(Bloomberg) -- While in Arizona to visit family over the holidays, I drove out to the suburbs southeast of Phoenix to hail a ride in one of Waymo’s driverless vehicles. I had been in one before, accompanied by a safety driver, but this was my first time back in the state since Waymo went fully driverless with its public rides in 2020 — I wanted to see for myself what it was like to have a ghost behind the wheel. So, on the first Sunday in January, I took my father and my two children to a Walmart parking lot in Tempe, just inside Waymo One’s 50-square-mile service area. It seemed as good a place as any for my first robo-taxi ride. Here are my five takeaways:

The future has arrived:It’s been more than a decade since Alphabet Inc., then called Google, founded its self-driving car project. In that time, ambitious rhetoric has given way to sober realizations about just how hard it is to build and scale a robo-taxi service. Still, at least in this small slice of the world, Google’s vision has become real. Hailing a driverless Waymo was as simple as hailing an Uber. I downloaded an app to my iPhone, provided my payment information, entered my desired destination, then waited. When the empty Chrysler Pacifica pulled into the parking lot ten minutes later, with my name on a display in the windshield, it felt like a magic trick. 

Robots don’t do high-touch service: I had hoped to bring my father along on the ride as well as my nine-year-old son and seven-year-old daughter and figured that one of Waymo’s fleet of seven-seat Pacificas could accommodate all five of us. But Waymo (understandably) doesn’t allow passengers in the front and keeps a child seat in the back row, which also makes the middle seat unavailable, so that leaves three spots plus the baby seat. Since my kids are too big for harness seats, we had to leave my dad behind. Presumably a human driver could have moved the child seat out of the way to make room for my dad, but Waymo’s sensors and algorithms were no help and the company doesn’t allow passengers to remove the seat.  

Left turns are hard:Our destination was another Walmart about ten miles away in Chandler. If I had been at the wheel, I would have taken a left turn out of the parking lot to head east on Southern Ave, one of the main roads running through Tempe and Chandler. But the Waymo took a right and then wound through a residential neighborhood to an intersection where it could make the left turn with the help of a traffic light. A similar thing happened on our return trip. Instead of turning left onto Southern, the robot drove past it, made a left at a less busy intersection, and then wound back to make a right onto Southern. It seemed to go out of its way to avoid the trickiest lefts. “As we continue to develop the Waymo Driver, it is trained to avoid circumstances that can cause discomfort to passengers,” said company spokesperson Katherine Barna in an email. Since unprotected left turns across multiple lanes of high-speed traffic can require sudden accelerations or long waits, said Barna, the system may opt for a smoother route.

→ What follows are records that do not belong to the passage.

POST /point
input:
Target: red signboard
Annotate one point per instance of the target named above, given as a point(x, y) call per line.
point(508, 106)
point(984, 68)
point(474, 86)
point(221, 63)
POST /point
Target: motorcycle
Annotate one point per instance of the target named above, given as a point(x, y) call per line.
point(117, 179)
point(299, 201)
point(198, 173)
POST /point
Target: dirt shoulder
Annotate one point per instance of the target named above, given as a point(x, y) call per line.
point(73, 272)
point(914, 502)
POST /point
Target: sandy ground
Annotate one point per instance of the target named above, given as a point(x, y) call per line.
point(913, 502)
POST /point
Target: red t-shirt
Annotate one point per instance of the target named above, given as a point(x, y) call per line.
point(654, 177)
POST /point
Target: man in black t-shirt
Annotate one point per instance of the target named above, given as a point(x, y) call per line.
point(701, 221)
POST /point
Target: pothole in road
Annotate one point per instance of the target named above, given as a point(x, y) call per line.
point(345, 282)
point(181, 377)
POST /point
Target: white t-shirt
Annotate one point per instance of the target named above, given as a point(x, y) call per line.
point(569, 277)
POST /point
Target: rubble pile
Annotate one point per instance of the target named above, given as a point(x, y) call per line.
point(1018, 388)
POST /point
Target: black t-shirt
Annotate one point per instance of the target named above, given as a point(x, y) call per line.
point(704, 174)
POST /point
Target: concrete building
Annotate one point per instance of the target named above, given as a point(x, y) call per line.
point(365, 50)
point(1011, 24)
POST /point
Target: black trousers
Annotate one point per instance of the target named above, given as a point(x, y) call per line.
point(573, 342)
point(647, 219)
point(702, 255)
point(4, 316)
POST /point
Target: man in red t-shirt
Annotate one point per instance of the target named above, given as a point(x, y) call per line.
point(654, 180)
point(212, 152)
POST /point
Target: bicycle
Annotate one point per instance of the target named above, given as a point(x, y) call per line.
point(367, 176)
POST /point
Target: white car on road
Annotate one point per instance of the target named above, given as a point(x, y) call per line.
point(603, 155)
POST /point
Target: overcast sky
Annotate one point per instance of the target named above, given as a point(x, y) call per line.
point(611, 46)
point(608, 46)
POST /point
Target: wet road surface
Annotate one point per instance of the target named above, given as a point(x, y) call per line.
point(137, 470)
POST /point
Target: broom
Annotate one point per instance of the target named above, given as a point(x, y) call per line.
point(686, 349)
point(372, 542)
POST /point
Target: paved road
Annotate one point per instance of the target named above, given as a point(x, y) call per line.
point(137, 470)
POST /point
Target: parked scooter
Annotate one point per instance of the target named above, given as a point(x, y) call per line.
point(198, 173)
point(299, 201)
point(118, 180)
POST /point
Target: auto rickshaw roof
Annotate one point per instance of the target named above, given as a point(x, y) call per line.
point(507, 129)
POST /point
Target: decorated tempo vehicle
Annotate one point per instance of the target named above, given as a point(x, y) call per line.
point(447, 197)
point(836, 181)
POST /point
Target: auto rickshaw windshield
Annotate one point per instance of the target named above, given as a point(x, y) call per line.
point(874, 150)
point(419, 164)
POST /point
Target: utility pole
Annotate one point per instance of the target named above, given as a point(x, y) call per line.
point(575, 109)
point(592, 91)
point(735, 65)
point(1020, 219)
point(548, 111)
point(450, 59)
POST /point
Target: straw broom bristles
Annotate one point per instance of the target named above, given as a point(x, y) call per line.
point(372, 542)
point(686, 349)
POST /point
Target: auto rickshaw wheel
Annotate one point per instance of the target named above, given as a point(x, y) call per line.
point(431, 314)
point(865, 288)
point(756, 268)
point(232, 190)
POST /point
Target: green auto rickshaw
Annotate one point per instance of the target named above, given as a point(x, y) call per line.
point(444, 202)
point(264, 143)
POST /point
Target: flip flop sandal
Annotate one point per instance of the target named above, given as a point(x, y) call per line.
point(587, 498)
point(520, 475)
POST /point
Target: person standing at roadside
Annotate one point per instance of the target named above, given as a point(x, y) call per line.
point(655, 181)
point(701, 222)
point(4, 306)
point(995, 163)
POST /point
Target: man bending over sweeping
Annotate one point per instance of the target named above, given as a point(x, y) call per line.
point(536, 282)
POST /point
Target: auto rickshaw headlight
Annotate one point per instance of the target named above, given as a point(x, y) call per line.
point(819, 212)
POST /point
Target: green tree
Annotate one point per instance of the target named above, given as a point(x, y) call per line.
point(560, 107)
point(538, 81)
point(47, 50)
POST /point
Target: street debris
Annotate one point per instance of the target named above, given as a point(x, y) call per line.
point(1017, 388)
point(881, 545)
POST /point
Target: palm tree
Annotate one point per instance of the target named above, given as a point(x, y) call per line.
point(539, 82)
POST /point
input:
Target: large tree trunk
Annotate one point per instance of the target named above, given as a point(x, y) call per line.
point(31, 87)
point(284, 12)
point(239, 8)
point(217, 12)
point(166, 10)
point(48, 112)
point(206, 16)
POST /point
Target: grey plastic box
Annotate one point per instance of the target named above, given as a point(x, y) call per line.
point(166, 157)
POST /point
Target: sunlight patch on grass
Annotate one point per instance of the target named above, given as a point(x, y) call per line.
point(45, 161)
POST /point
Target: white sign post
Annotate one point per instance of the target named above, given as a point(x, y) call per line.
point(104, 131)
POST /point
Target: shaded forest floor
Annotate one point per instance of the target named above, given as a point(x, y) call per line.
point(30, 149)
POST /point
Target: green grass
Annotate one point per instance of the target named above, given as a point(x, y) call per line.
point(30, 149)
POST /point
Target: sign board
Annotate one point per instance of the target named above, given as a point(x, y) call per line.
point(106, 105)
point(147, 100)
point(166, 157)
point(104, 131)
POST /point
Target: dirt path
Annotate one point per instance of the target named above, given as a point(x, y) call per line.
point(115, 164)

The humans are in the loop:After a brief stop at the Chandler Walmart, we hailed our return ride and a different Pacifica arrived within a couple minutes. As we pulled out of the parking lot, a voice came over the speakers. Someone from Waymo’s rider support wanted to make sure that my daughter was properly buckled in the back, though I was briefly confused when the remote helper referred to her as a “baby.” The interruption was a reminder that we were being watched and that, even without drivers, it takes humans to run a car service. We would hear from rider support again before the end of the journey.

Edge cases are everywhere: As we neared the end of our return, the thrill of seeing the wheel turn itself had begun to fade. Over almost 20 miles and about 45 minutes of straight, sunny roads (roundtrip fare: $33.28), the robot mostly drove like a human, except that it never broke the speed limit. Then, a few blocks before the end, we encountered a problem: A carbonation refill truck, of all things, had parked in the right lane in front of a Taco Bell and its driver had put a cone down in the road. The Waymo stayed in the right lane until it was just a couple car lengths behind the truck and then hesitated to switch lanes. At that point, an automated voice came over the intercom and told us that the “roadside assistance team was two minutes away” and to remain in the car unless there was an “urgent need” to exit. The robot driver, apparently, had been stumped. Seconds later, before help arrived, the Waymo found its nerve and nosed into the next lane and around the truck. Shortly after, a rider support employee called in to confirm that all was well. If the robot had been unable to continue on its own, said Barna, someone from roadside assistance would have boarded the vehicle and manually driven us the rest of the way. 

In the end, over two rides, we interacted with two humans, just as we would have in old-fashioned ride hail. It’s hard to say where Waymo goes from here. I wrote last year around this time to expect it and other autonomous vehicle developers to begin offering ride-hailing services in more places. That hasn’t happened yet, though there are rumblings in California. The hiccups during my rides in Arizona may provide a glimpse at why.